Prolog

3 0 0
                                    

Pada akhirnya, perasaan tidak akan pernah bisa selalu dipaksakan.

Pilihan akan selalu hadir didalamnya.

Dipaksa lanjut untuk sakit, atau berhenti untuk kebebasan.


Suasana di North kali ini sepi pengunjung. Tak ada satupun sosok pemuda atau remaja yang biasanya mampir untuk sekedar memesan satu lemon tea dan pulang berjam-jam hanya untuk mengerjakan tugas. Cuaca juga tidak menentu. Awan gelap memenuhi langit dari sejak pukul satu siang, namun tak kunjung datang hujan.

"Semangat dong, jangan melamun!" ujar Bang Burhan kepada Dion yang sedari tadi terlihat murung.

Dion hanya tersenyum. Laki-laki itu seperti sedang memikirkan satu masalah kecil. Masalahnya dengan Almira. Bagaimana tidak? Mereka berdua terlibat pertengkaran argumen sejak malam tadi. Masalah yang bagi diri Dion bukan masalah besar tapi sebaliknya bagi gadis yang menemaninya kurang lebih tiga tahun ini. perempuan yang membantunya bangkit, jatuh, lalu bangkit. Namun semua rasa berubah sejak awal tahun ini. hambar. Tak seperti tahun-tahun sebelumnya.

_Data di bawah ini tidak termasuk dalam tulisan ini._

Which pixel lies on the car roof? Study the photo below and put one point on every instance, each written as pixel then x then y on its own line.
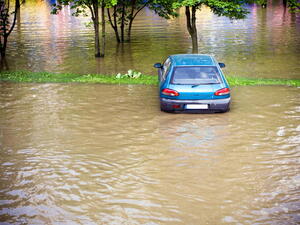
pixel 192 60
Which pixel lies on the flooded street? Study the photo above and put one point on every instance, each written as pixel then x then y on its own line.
pixel 266 44
pixel 97 154
pixel 105 154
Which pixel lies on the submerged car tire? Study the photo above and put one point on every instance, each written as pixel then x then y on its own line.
pixel 225 110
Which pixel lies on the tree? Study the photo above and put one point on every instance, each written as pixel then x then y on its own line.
pixel 293 5
pixel 6 25
pixel 229 8
pixel 80 7
pixel 122 15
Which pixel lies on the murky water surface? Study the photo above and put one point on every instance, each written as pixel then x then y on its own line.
pixel 104 154
pixel 266 44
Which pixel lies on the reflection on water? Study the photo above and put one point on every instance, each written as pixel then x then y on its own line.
pixel 97 154
pixel 266 44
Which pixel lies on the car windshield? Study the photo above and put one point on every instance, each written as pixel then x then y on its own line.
pixel 196 75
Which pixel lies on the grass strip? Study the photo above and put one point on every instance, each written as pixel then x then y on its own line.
pixel 45 77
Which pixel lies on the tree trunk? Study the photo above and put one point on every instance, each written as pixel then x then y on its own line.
pixel 103 30
pixel 18 3
pixel 6 32
pixel 191 26
pixel 4 45
pixel 131 17
pixel 113 23
pixel 96 28
pixel 285 3
pixel 123 22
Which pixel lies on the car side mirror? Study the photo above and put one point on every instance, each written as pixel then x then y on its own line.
pixel 222 65
pixel 157 65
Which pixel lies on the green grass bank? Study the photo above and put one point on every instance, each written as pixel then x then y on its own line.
pixel 45 77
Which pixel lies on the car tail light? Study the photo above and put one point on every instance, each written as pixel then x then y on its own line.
pixel 169 92
pixel 223 91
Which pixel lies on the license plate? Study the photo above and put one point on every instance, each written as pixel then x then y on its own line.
pixel 196 106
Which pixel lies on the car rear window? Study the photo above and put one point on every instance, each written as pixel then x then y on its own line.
pixel 196 75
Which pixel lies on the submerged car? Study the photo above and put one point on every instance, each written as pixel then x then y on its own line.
pixel 192 83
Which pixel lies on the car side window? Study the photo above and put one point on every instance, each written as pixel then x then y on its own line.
pixel 166 68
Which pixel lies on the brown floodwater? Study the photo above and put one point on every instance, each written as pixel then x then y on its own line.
pixel 265 44
pixel 105 154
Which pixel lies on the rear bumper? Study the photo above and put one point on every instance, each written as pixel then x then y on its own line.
pixel 214 105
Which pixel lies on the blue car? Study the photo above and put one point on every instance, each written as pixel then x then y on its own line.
pixel 192 83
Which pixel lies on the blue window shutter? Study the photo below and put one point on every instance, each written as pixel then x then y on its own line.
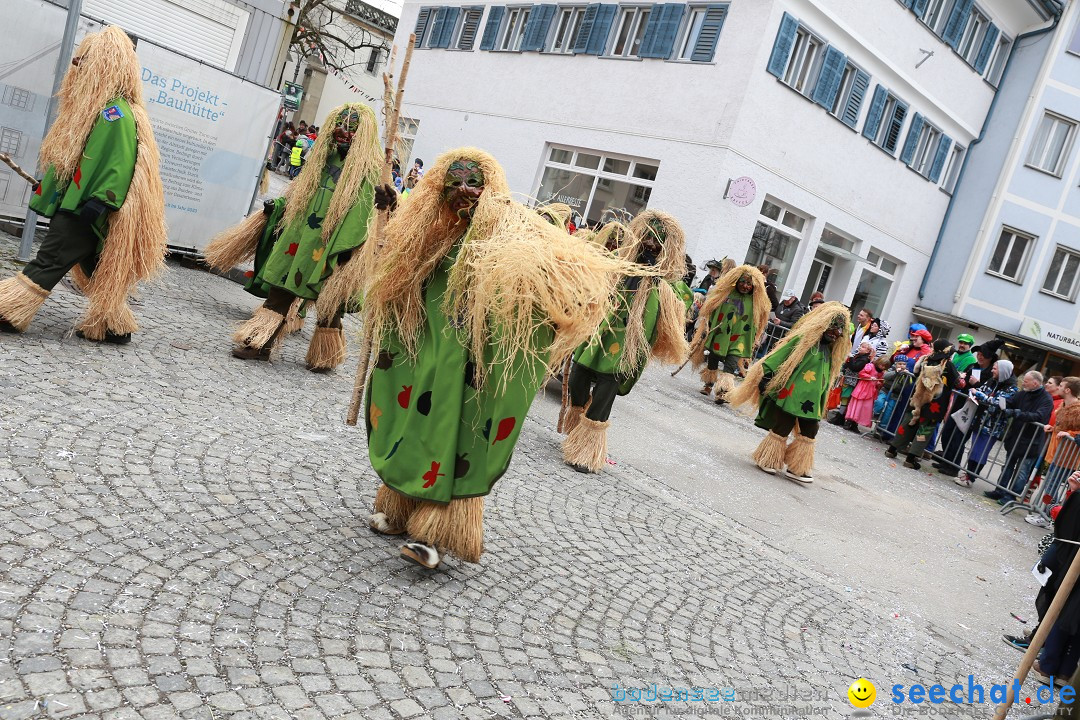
pixel 602 26
pixel 913 139
pixel 448 16
pixel 828 81
pixel 704 49
pixel 586 28
pixel 957 21
pixel 536 30
pixel 896 124
pixel 984 52
pixel 859 86
pixel 943 148
pixel 469 27
pixel 782 46
pixel 874 117
pixel 652 29
pixel 421 25
pixel 669 30
pixel 491 29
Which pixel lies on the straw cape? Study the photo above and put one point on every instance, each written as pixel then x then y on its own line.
pixel 100 148
pixel 307 240
pixel 788 389
pixel 648 322
pixel 468 318
pixel 731 326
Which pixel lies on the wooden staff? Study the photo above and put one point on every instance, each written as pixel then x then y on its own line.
pixel 391 141
pixel 18 171
pixel 1040 636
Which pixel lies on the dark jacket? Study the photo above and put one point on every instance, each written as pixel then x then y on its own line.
pixel 1027 407
pixel 790 314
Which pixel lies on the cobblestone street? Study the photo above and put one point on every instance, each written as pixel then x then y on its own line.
pixel 183 534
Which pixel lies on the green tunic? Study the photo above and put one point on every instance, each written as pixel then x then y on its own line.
pixel 807 391
pixel 296 259
pixel 104 174
pixel 604 352
pixel 431 434
pixel 733 323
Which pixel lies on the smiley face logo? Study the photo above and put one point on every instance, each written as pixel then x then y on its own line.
pixel 862 693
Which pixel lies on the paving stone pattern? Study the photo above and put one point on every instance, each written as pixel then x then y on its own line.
pixel 181 534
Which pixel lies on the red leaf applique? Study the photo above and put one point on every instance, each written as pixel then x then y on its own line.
pixel 432 475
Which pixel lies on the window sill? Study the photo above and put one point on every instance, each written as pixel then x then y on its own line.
pixel 1044 172
pixel 1063 298
pixel 1004 277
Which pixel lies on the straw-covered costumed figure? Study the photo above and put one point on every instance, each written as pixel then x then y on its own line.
pixel 734 315
pixel 474 299
pixel 103 190
pixel 300 241
pixel 790 388
pixel 648 322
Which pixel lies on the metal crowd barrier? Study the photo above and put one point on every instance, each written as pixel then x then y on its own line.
pixel 981 450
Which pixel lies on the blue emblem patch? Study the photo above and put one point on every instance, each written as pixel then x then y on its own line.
pixel 112 113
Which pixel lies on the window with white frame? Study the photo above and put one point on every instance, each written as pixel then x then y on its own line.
pixel 630 30
pixel 594 182
pixel 844 95
pixel 974 32
pixel 513 29
pixel 777 238
pixel 892 122
pixel 1052 143
pixel 926 149
pixel 997 64
pixel 805 62
pixel 1010 255
pixel 10 140
pixel 875 282
pixel 936 14
pixel 1062 275
pixel 464 35
pixel 566 28
pixel 953 167
pixel 17 97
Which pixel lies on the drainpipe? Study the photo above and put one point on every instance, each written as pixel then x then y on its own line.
pixel 982 134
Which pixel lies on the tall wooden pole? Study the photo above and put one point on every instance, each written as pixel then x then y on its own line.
pixel 391 143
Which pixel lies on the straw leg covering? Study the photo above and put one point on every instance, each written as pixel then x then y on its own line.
pixel 258 330
pixel 586 444
pixel 571 418
pixel 19 300
pixel 326 350
pixel 294 322
pixel 770 451
pixel 397 507
pixel 799 454
pixel 456 528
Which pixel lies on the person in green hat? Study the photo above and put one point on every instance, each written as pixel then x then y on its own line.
pixel 963 358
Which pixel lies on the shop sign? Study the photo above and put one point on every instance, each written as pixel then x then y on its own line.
pixel 1051 335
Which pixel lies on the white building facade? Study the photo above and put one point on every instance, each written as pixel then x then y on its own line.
pixel 814 136
pixel 1009 255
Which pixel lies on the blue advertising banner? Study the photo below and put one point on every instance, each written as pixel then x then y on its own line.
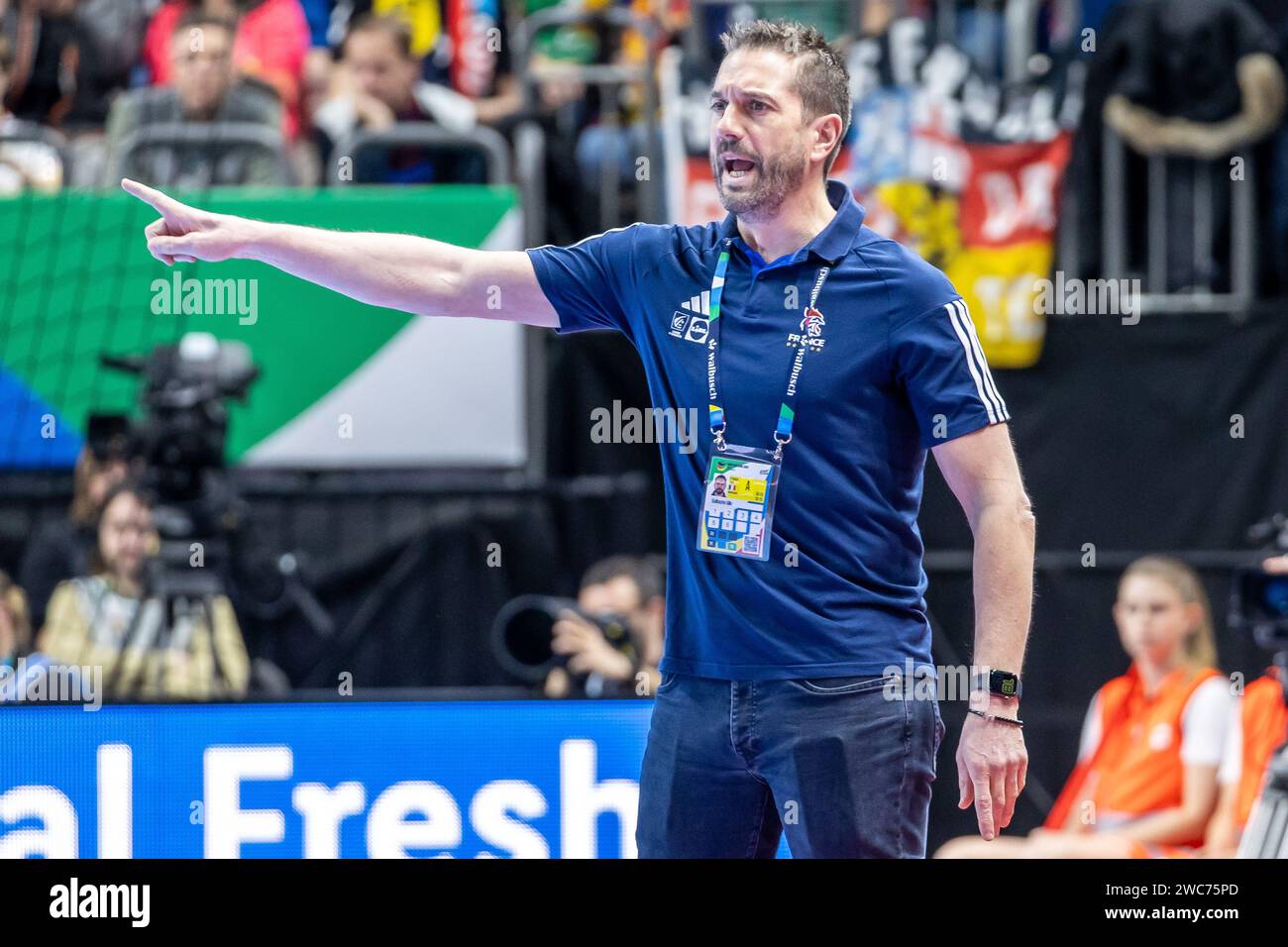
pixel 351 780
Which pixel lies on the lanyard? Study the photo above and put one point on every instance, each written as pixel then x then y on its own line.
pixel 810 329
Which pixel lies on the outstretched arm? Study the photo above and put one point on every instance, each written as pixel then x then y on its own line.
pixel 397 270
pixel 982 471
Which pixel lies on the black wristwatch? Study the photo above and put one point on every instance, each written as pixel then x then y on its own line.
pixel 1003 684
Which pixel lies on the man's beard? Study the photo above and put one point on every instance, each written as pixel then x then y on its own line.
pixel 776 178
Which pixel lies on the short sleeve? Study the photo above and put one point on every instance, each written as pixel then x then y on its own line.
pixel 1090 738
pixel 590 283
pixel 939 361
pixel 1205 722
pixel 1232 755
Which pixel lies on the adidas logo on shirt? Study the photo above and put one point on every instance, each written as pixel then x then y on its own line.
pixel 692 318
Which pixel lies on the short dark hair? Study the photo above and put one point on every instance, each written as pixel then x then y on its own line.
pixel 822 80
pixel 640 570
pixel 196 20
pixel 393 27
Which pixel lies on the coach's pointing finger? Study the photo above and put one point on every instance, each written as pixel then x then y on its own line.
pixel 162 204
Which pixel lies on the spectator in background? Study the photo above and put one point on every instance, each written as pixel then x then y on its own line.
pixel 1258 724
pixel 108 620
pixel 621 586
pixel 205 89
pixel 55 77
pixel 60 548
pixel 376 85
pixel 14 625
pixel 31 165
pixel 269 44
pixel 1151 741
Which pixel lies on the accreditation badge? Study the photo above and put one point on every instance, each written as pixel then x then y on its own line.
pixel 738 501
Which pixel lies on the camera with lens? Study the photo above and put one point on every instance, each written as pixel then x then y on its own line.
pixel 523 631
pixel 1258 602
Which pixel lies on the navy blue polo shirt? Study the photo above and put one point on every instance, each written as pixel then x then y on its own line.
pixel 901 371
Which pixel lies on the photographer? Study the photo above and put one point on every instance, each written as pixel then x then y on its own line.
pixel 60 548
pixel 621 586
pixel 110 620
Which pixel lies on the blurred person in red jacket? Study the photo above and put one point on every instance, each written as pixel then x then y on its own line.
pixel 270 44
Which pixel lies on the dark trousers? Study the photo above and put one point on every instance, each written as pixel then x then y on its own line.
pixel 840 764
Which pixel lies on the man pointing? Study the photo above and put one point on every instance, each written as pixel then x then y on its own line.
pixel 828 361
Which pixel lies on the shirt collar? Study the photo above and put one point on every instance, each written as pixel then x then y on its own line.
pixel 833 241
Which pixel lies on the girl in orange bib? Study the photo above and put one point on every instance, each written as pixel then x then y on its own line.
pixel 1146 771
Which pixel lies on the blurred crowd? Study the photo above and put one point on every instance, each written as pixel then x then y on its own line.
pixel 196 93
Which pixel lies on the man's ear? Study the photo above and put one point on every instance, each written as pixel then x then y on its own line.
pixel 829 129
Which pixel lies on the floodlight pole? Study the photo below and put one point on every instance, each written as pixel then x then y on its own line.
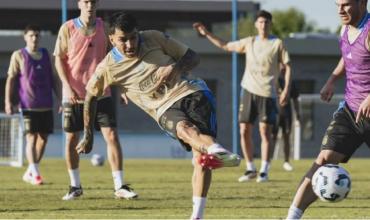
pixel 235 78
pixel 64 10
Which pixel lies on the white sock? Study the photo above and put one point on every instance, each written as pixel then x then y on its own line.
pixel 74 176
pixel 294 213
pixel 34 169
pixel 199 203
pixel 251 166
pixel 117 179
pixel 265 166
pixel 215 148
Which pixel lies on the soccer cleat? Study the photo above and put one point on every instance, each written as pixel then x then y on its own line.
pixel 218 160
pixel 73 193
pixel 287 166
pixel 262 177
pixel 125 192
pixel 248 175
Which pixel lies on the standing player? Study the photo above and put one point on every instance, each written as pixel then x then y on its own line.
pixel 31 77
pixel 80 46
pixel 285 119
pixel 263 53
pixel 152 70
pixel 350 126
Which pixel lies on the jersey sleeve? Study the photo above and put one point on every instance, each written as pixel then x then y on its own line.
pixel 283 54
pixel 172 47
pixel 61 45
pixel 14 65
pixel 239 46
pixel 100 80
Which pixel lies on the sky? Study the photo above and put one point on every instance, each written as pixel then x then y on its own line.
pixel 322 12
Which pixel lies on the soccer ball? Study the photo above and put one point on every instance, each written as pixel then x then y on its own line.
pixel 331 183
pixel 97 160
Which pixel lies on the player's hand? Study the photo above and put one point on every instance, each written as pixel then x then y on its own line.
pixel 283 98
pixel 200 28
pixel 8 108
pixel 364 110
pixel 73 97
pixel 163 74
pixel 85 145
pixel 124 98
pixel 327 92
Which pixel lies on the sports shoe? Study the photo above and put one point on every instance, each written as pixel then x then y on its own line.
pixel 28 178
pixel 262 177
pixel 287 166
pixel 248 175
pixel 73 193
pixel 125 192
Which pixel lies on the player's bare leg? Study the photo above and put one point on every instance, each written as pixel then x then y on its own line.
pixel 213 154
pixel 246 142
pixel 115 159
pixel 266 142
pixel 32 174
pixel 72 161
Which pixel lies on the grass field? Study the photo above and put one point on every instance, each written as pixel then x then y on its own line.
pixel 165 192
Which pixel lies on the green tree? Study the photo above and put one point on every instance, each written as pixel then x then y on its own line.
pixel 289 21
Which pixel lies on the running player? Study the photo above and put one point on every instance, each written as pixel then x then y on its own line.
pixel 152 70
pixel 350 126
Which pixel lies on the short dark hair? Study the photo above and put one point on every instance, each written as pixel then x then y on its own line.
pixel 123 21
pixel 31 27
pixel 264 14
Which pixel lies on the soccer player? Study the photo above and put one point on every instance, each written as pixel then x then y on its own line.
pixel 152 70
pixel 350 126
pixel 285 119
pixel 31 79
pixel 81 45
pixel 263 53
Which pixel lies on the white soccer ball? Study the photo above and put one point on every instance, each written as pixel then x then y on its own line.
pixel 97 160
pixel 331 183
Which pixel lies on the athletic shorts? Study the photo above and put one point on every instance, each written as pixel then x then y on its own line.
pixel 252 106
pixel 38 121
pixel 284 120
pixel 344 135
pixel 197 108
pixel 73 115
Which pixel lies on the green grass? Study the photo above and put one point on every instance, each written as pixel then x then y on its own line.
pixel 165 192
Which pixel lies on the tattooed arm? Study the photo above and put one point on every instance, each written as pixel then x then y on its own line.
pixel 85 145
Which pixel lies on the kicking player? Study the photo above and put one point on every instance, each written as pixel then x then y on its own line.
pixel 152 70
pixel 263 53
pixel 31 79
pixel 80 46
pixel 350 126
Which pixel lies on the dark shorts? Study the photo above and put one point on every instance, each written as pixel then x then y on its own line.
pixel 38 121
pixel 284 121
pixel 252 106
pixel 197 108
pixel 73 115
pixel 344 135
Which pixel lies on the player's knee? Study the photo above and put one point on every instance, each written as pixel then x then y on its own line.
pixel 328 156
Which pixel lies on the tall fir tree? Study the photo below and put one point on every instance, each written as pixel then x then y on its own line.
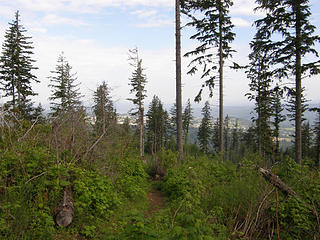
pixel 213 31
pixel 290 37
pixel 187 119
pixel 205 128
pixel 226 135
pixel 316 131
pixel 103 108
pixel 157 119
pixel 277 116
pixel 16 69
pixel 215 136
pixel 138 81
pixel 307 136
pixel 65 95
pixel 172 128
pixel 178 79
pixel 260 87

"Yon, Almira tuh!" ujar Bang Burhan lagi.

Dilihatnya Almira diseberang pintu kafe, memakai dress hitam selutut dengan rambut diikat satu. Wajah putih dengan senyum yang sama. Gadis ceria yang selalu ia banggakan ada dihadapannya.

Ada dua kemungkinan kekasihnya itu mendatanginya. Berdamai, atau berakhir. Pikiran Dion optimis pada pilihan yang pertama, seiring dia melangkah menghampiri kekasihnya itu pikirannya seolah berubah. Takut dan gugup menjadi satu. Apakah ini saatnya?.

"KITA PUTUS YA!" ucapan itu terlontar begitu saja dari mulut Almira. "Percuma kita terus maksa buat bertahan kalo ujungnya cuman aku yang berjuang. Toh, kita bareng juga aku gak tahu tujuannya apa!" lanjutnya dengan berani.

Dion tak bergeming.

"Salam buat Bang Burhan. Aku pamit. Makasih" ujar Almira berlalu pergi tanpa basa-basi meninggalkan Dion dengan sejuta pertanyaan dan penyesalan.

Pada akhirnya, perasaan tidak akan pernah bisa selalu dipaksakan. Pilihan akan selalu hadir didalamnya. Dipaksa lanjut untuk sakit, atau berhenti untuk kebebasan. Dan Almira memilih pilihan kedua untuk mengakhiri segala yang ia rasa hambar dan tak bertujuan.